Shalikashvili's comments signaled the administration's determination to press forward with efforts to close bases, even though that drive has been bitterly opposed by lawmakers. Lawmakers derailed the issue earlier this summer for at least the remainder of the year, despite the administration's efforts to portray it as essential to national security.

Shalikashvili's comments also intensified the military's public expressions of concern about readiness.

The general said that in some military units, too much equipment is out of commission because of a lack of spare parts, and too many units have fallen substantially below adequate strength levels as manpower has been cut by roughly one-third.

But he said the greatest source of concern is the stressful pace of overseas deployments, exercises and other operations, which has many service members working too long and too far from home. This pace has the leadership "concerned more than anything else," Shalikashvili said.

Security Council Puts Sanctions On Angola's UNITA Movement

The Washington Post
UNITED NATIONS

The Security Council imposed air and travel sanctions Thursday on Angola's UNITA movement in an effort to deter the former rebel force and its long-time leader, Jonas Savimbi, from increasing tensions that threaten to rekindle Africa's longest civil war.

The 15-member council unanimously endorsed the sanctions after Secretary General Kofi Annan SM '72 reported that UNITA has failed to heed past U.N. calls to demobilize its troops and supply accurate accountings of how many many men it has under arms.
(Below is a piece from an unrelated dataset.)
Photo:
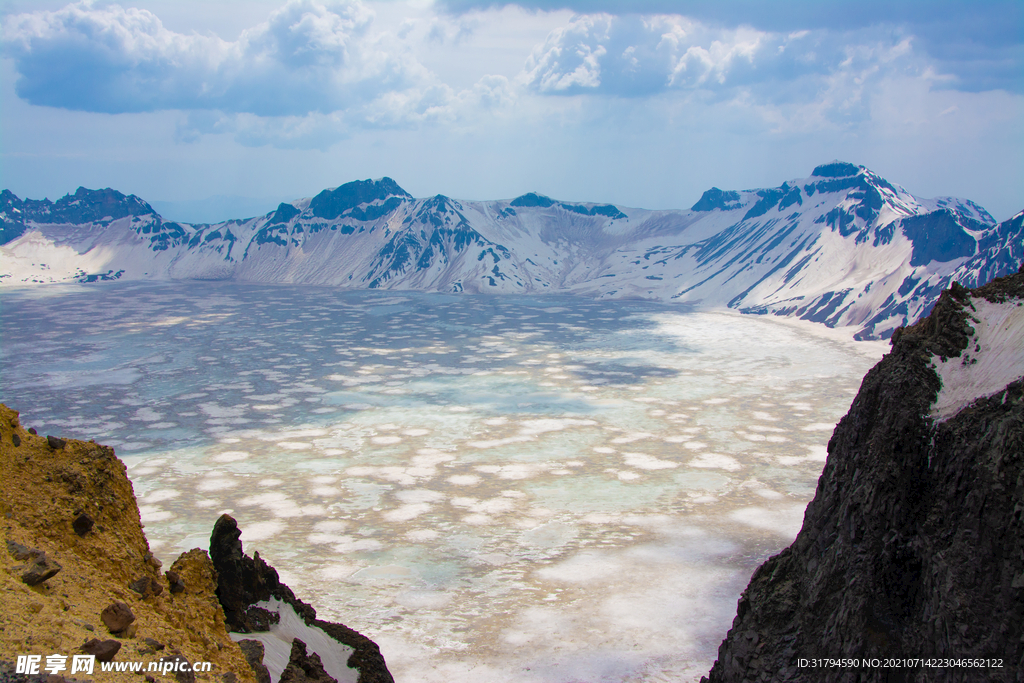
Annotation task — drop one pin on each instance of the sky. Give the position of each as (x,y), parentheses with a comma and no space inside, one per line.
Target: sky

U.N. officials also said UNITA has flouted earlier council sanctions barring acquisition of arms by continuing to import large amounts of weapons from abroad.

Thursday's new sanctions resolution was co-sponsored by the United States in a move that seemed to mark a final break with Savimbi, once a favored proxy of Washington during its Cold War struggles against communist penetration of Africa.

During Ronald Reagan's presidency, Savimbi's forces were one of the pillars of what came to be known as the Reagan doctrine - a policy of using American-supplied guerrilla surrogates to wage war against Marxist governments in the Third World. In Angola, that meant backing UNITA, an acronym for the National Union for the Total Liberation of Angola, against the government of President Jose Eduardo dos Santos, a Marxist sympathizer supported by the Soviet Union and Cuba, in the civil war that has ravaged the country almost continuously since it won independence from Portugal in 1975.